By TIM FAULKNER/ecoRI News staff
It only took three years for New York City, with a population of 8.5 million, to launch a comprehensive composting program for homes, businesses, and schools. Why can’t Rhode Island, with 1.2 million people and more space for composting, do the same?
Here’s how New York City did it. For several years, environmental groups and plucky residents ran sanctioned and unofficial composting sites on city land. Food-scrap drop-off sites opened at farmers markets, parks and outside subway stations.
In 2013, seeing composting as an opportunity to address climate change, Mayor Michael Bloomberg championed a citywide program as one of his final initiatives in office. Composting curbs greenhouse-gas emissions and saves money by reducing the amount of waste trucked and shipped by rail to landfills, which costs the city about $105 a ton.
To encourage more composting, the New York City Council passed two laws to launch residential food-scrap collection and guidelines for diverting commercial waste from landfills. There were skeptics, even in the environmental community, who envisioned neglected piles of smelly, rotting food.
However, with funding from the city’s Department of Sanitation, groups such as GrowNYC and the Lower East Side Ecology Center taught classes on sustainability and composting to residents in their respective boroughs. As part of the NYC Compost Project, each group organized drop-off locations and managed a composting yard. First-time compost participants completed online training before receiving a pass code to bins at the drop-off sites.
Meanwhile, the sanitation department launched a separate program for curbside collection with a neighborhood in Staten Island and 100 schools as the first participants. A new brown bin joined the recycling and trash bins. The toters were emptied by trucks already collecting leaf and yard waste. Municipal employees managed the program and worked out any snags. Initially, the food scrap was sent to two composting sites and one anaerobic digester within the city.

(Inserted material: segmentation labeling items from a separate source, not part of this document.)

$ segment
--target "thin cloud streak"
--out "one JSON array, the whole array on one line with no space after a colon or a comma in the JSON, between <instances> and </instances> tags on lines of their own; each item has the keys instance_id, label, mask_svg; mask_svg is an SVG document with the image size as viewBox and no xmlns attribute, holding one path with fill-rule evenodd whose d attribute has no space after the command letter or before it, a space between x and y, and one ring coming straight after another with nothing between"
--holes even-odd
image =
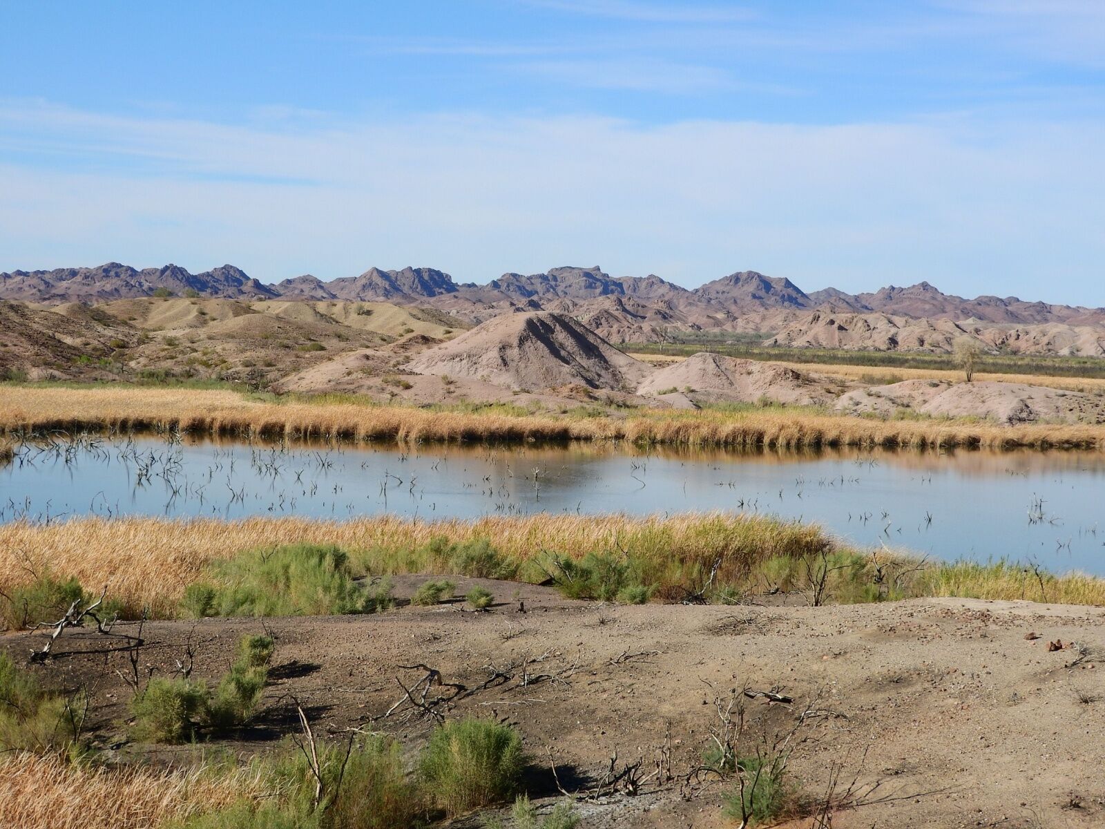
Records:
<instances>
[{"instance_id":1,"label":"thin cloud streak","mask_svg":"<svg viewBox=\"0 0 1105 829\"><path fill-rule=\"evenodd\" d=\"M694 286L755 267L810 290L928 279L1105 304L1095 124L435 115L292 130L7 102L0 134L75 159L0 151L0 270L230 261L276 281L422 264L484 282L600 263ZM1080 281L1096 295L1073 295Z\"/></svg>"},{"instance_id":2,"label":"thin cloud streak","mask_svg":"<svg viewBox=\"0 0 1105 829\"><path fill-rule=\"evenodd\" d=\"M529 0L529 6L571 14L646 23L736 23L756 17L748 9L687 3L642 3L632 0Z\"/></svg>"}]
</instances>

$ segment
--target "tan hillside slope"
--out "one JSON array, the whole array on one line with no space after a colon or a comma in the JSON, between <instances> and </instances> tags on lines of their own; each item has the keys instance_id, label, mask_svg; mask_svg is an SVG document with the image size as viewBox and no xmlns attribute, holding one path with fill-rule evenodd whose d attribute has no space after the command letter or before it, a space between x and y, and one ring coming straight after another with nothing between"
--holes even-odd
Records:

Even though New York had a poor recycling rate, it was still able to make room for food-scrap diversion in its waste management program. The Staten Island collection reached a respectable 43 percent participation rate, with a contamination rate of less than 1 percent.
New neighborhoods, schools and high-rise apartments were added to the curbside program. As of the end of 2017, curbside collection reached 3.3 million New Yorkers. The drop-off program reached a collection milestone of 10 million pounds in December. By the end of 2018, all residents are expected to have access to municipal curbside collection or drop-off sites.
Progress continues under Mayor Bill de Blasio, who launched the next goal: Zero Waste Challenge. The program is underway at several public schools. In addition to composting and aggressive recycling, the aim is to eliminate waste by 2030 through reuse programs, pay-as-you-throw trash collection and greater recycling of textiles and electronics.
Why not Rhode Island?
Rhode Island delivers more than 1 million tons of trash annually to the Central Landfill, or about a tenth of New York City’s waste.
Compost enthusiasts have called for statewide food-scrap collection and composting for the 300,000 tons of food scrap and organics Rhode Islanders throw away every year.
Neighborhood drop-off sites are scattered around Providence and elsewhere in the state. Providence briefly ran a food-scrap collection program until funding ran out. A handful of private residential food-scrap collection companies serve Providence and parts of Pawtucket and Cranston.
A 2014 state law established a timetable for food-scrap diversion by large food businesses such as supermarkets, food manufacturers and hotels. Edible food can be donated to a food pantry or diverted to a farm, compost facility or anaerobic digester.
An anaerobic digester is nearing completion in Johnston, less than a half a mile from the Rhode Island Resource Recovery Corporation, the manager of the state’s primary landfill. The digester’s two 2.5-million gallon tanks have the capacity to process a sizable share of the state’s food scrap and organic material, while generating electricity and a soil amendment.
While some Rhode Island schools and businesses compost and manage their food waste, there is no campaign to advance municipal composting for residents or businesses. A legislative study commission is reviewing food recovery and donation ideas. The commission was expected to submit a report to the House of Representatives by March 7, one day before the annual Compost Conference & Trade Show in Providence. The commission, however, has requested an extension until June 28.